Minister Töchterle präsentiert Vorschläge zur Finanzierung der Unis

Wien (PK)- "Qualität und Leistung für die österreichischen Universitäten und Hochschulen", lautete das Thema der Aktuellen Stunde, mit der der Nationalrat in seine heutige Plenarsitzung startete.

Das Thema hatte die ÖVP ausgewählt. Die Begründung lieferte eingangs Abgeordnete Katharina CORTOLEZIS-SCHLAGER (V), die darauf hinwies,  dass Politik, Wirtschaft und Gesellschaft in einer enorm wichtigen Gestaltungsphase vor der Aufgabe stehen, die für die Zukunft Österreichs wichtigen bildungs- und wissenschaftspolitischen Herausforderungen anzunehmen. Bildung und Wissenschaft schaffen die besten Voraussetzungen zur Sicherung von Wachstum, Wohlstand und Arbeitsplätzen. Daher erwarten sich die Wissenschaftler und die Studierenden Maßnahmen von der Politik statt das Festhalten an populistischen Wahlversprechen.

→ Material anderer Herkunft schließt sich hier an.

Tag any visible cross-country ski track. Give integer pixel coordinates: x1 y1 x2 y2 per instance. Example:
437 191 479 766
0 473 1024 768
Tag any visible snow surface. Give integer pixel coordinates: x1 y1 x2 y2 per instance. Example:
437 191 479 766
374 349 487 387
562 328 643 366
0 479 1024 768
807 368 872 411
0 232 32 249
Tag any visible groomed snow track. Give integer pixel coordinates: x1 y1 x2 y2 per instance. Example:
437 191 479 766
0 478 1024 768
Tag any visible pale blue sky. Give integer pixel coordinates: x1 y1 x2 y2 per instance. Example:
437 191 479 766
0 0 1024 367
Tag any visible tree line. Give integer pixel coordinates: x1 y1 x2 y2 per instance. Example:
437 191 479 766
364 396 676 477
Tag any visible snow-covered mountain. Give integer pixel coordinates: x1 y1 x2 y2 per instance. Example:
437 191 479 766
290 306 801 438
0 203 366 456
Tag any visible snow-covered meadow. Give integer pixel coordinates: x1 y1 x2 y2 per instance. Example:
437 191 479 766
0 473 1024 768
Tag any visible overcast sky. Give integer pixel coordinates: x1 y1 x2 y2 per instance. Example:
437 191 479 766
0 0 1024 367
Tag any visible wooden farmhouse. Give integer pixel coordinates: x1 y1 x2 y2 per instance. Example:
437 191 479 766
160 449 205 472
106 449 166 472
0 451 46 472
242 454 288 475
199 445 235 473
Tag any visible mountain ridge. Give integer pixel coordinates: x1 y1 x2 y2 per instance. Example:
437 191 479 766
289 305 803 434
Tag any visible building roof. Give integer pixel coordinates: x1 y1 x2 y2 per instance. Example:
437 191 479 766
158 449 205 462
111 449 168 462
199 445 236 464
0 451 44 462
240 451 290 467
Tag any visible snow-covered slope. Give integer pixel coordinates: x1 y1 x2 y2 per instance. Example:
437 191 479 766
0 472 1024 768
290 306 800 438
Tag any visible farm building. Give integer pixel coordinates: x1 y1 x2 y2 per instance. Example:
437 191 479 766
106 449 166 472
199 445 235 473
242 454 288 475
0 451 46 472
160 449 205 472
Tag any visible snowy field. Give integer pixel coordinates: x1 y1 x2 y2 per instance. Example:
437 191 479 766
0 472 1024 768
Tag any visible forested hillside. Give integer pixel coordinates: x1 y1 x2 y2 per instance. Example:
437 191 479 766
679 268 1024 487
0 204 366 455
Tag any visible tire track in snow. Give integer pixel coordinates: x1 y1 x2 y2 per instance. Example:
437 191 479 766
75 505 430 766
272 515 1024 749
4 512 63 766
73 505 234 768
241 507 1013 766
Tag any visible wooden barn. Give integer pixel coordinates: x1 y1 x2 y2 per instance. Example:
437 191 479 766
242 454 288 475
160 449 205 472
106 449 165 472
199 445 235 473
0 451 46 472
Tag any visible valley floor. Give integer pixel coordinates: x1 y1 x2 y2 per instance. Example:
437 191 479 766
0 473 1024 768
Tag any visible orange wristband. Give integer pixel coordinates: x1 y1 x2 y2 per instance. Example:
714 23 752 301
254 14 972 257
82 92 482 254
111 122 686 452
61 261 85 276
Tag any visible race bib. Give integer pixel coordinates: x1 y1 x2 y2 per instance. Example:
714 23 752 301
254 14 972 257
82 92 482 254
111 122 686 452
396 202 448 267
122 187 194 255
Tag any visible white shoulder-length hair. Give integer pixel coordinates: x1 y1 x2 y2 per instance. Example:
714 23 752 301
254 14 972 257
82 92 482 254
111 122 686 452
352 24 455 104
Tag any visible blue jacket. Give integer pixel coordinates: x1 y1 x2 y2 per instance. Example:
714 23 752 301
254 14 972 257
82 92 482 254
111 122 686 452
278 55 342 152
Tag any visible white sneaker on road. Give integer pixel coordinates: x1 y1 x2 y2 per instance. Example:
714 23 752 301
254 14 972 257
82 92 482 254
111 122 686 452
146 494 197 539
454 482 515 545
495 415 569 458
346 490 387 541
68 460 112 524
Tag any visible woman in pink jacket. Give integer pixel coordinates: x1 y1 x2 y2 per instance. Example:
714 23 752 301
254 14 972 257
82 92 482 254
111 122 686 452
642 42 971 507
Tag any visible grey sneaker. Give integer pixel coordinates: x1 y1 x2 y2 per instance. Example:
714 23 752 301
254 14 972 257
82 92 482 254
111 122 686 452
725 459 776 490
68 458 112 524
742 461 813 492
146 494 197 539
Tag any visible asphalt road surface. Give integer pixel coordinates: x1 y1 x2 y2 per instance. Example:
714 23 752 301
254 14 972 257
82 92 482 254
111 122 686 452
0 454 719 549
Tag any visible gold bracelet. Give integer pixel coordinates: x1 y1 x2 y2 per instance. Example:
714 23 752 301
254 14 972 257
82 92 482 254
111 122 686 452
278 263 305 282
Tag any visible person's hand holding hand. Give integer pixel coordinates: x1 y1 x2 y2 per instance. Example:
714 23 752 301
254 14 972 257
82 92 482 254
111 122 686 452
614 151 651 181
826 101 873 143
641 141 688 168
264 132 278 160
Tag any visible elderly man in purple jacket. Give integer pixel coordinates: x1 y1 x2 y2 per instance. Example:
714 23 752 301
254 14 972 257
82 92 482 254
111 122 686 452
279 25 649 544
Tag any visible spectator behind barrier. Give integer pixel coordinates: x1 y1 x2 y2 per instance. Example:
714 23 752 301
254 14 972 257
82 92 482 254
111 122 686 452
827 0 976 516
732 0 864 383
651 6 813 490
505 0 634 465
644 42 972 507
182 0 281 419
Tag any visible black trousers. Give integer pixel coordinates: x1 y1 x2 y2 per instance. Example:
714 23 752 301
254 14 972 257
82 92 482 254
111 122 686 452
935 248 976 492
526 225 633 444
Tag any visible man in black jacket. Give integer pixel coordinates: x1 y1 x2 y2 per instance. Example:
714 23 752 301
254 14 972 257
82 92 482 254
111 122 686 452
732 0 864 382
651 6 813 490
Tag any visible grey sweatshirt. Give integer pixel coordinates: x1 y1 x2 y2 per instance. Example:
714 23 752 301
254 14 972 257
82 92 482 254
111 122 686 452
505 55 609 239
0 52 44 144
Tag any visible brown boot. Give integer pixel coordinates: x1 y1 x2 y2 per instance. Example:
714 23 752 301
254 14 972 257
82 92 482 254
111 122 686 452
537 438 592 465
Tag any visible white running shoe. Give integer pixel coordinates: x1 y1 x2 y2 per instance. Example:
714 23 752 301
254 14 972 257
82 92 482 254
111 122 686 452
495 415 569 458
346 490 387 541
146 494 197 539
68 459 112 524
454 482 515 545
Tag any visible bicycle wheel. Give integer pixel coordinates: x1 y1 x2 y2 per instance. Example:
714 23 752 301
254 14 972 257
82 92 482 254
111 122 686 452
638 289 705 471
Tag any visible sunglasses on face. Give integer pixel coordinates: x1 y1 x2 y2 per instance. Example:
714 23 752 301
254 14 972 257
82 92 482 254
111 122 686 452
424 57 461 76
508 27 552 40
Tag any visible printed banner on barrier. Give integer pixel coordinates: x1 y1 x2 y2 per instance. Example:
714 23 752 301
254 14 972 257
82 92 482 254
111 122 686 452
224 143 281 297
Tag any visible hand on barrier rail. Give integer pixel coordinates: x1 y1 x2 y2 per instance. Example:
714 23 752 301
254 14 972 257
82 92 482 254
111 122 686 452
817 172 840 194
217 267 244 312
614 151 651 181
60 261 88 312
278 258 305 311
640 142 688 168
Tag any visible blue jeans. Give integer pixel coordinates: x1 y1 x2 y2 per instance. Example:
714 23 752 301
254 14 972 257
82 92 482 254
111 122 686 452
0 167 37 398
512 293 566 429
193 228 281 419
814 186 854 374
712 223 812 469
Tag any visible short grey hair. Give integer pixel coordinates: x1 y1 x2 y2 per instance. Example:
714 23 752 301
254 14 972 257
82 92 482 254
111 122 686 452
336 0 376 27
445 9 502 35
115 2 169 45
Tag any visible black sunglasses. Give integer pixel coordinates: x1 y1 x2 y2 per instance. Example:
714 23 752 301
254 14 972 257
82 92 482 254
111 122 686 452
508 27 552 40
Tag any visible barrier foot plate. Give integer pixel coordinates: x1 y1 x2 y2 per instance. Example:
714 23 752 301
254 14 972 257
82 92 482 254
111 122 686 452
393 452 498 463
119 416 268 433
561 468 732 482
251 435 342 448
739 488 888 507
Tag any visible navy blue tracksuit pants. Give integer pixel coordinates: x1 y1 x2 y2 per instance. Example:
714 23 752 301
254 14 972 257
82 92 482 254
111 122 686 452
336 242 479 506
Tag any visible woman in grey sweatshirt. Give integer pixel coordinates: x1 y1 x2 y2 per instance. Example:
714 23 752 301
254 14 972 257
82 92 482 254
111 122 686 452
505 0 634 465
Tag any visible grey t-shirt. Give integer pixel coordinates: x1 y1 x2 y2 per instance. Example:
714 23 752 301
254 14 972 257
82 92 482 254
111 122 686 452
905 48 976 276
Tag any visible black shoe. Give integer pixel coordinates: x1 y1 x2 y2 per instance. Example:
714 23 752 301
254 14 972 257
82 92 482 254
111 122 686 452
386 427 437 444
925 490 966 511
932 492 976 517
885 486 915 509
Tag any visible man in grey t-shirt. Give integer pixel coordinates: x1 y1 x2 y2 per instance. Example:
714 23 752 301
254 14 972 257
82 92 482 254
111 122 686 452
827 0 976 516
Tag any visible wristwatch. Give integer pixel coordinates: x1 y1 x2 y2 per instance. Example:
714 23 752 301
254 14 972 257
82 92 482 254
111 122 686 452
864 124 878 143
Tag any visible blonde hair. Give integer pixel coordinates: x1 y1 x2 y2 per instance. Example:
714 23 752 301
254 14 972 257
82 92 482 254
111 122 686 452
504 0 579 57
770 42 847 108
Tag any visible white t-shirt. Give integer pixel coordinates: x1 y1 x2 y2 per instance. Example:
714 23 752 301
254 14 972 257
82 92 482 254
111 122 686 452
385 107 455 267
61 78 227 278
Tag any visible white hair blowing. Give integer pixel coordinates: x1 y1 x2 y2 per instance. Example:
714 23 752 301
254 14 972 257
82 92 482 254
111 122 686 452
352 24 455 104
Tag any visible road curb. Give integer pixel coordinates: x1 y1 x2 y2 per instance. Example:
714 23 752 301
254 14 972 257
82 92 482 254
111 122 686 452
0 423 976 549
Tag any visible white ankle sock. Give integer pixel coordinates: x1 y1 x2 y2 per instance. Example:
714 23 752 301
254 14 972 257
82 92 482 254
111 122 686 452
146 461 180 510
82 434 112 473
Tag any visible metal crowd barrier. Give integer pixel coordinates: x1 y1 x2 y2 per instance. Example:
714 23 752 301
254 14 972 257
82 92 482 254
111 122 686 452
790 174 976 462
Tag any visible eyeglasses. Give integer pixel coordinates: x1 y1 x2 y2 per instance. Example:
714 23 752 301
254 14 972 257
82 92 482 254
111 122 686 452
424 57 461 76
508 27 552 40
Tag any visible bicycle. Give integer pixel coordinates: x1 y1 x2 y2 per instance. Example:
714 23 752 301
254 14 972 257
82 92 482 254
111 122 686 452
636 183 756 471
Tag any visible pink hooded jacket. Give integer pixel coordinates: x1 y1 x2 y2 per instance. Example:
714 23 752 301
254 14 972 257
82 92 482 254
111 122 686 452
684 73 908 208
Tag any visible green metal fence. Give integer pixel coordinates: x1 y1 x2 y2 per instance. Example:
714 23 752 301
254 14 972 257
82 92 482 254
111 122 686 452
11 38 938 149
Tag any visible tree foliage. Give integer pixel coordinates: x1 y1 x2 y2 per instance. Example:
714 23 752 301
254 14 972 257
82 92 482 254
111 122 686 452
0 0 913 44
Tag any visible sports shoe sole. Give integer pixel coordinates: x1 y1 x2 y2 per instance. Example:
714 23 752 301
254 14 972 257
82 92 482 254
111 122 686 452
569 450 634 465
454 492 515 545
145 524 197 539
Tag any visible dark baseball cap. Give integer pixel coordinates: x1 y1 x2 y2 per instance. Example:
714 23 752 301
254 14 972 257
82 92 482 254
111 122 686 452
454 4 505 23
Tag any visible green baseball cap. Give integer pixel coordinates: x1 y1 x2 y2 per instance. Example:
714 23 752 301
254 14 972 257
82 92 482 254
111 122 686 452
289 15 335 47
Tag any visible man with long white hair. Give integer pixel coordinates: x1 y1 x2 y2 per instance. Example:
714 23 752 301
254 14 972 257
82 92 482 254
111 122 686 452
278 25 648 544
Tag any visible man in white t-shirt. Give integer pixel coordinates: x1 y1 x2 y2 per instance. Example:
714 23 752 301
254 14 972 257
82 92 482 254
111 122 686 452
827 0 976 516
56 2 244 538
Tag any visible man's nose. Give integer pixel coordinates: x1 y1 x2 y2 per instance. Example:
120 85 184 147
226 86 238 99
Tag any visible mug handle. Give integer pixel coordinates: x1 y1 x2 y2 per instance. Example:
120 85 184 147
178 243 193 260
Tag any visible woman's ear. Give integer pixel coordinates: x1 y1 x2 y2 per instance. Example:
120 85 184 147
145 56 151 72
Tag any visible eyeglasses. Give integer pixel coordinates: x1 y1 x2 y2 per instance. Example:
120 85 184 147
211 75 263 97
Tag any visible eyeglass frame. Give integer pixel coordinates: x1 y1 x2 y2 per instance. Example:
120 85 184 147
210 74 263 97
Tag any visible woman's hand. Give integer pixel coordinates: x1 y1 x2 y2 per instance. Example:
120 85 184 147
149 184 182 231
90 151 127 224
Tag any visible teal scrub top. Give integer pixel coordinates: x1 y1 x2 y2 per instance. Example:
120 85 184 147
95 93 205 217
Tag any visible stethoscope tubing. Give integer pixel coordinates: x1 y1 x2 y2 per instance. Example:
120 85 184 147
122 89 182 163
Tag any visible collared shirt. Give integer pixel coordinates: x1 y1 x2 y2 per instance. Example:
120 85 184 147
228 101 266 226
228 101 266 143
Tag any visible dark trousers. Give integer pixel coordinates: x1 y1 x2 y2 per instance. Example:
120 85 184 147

Die Universitäten zeigen im internationalen Vergleich trotz schlechter Rahmenbedingungen hervorragende Ergebnisse, würdigte die Rednerin und ging auf die Vorschläge ein, die Wissenschaftsminister Karlheinz Töchterle zur Verbesserung der Rahmenbedingungen für die österreichischen Studierenden unterbreitet hat. Cortolezis-Schlager unterstützte den Wissenschaftsminister in seinen Bemühungen, mit der Finanzministerin eine zusätzliche Hochschulmilliarde zu bekommen. Sein Modell sei sozial gerecht und sein Vorschlag für Studienbeiträge berücksichtigt sozial bedürftige österreichische Studierende. Wer einen Beitrag leisten könne, soll ihn erbringen, meinte die Wissenschaftssprecherin der ÖVP. Ihre Partei lasse die Hochschulen nicht im Stich und wolle dort die Studienbedingungen verbessern. Da wir nichts gratis zu vergeben haben, wollen wir einen Beitrag von jenen, die einen solchen leisten können. Bei den Kosten pro Uniabsolvent liege Österreich im oberen Drittel, sagte Cortolezis-Schlager und schloss mit der Aufforderung, Studiengebühren wieder einzuführen, statt aus Populismus an deren Abschaffung festzuhalten.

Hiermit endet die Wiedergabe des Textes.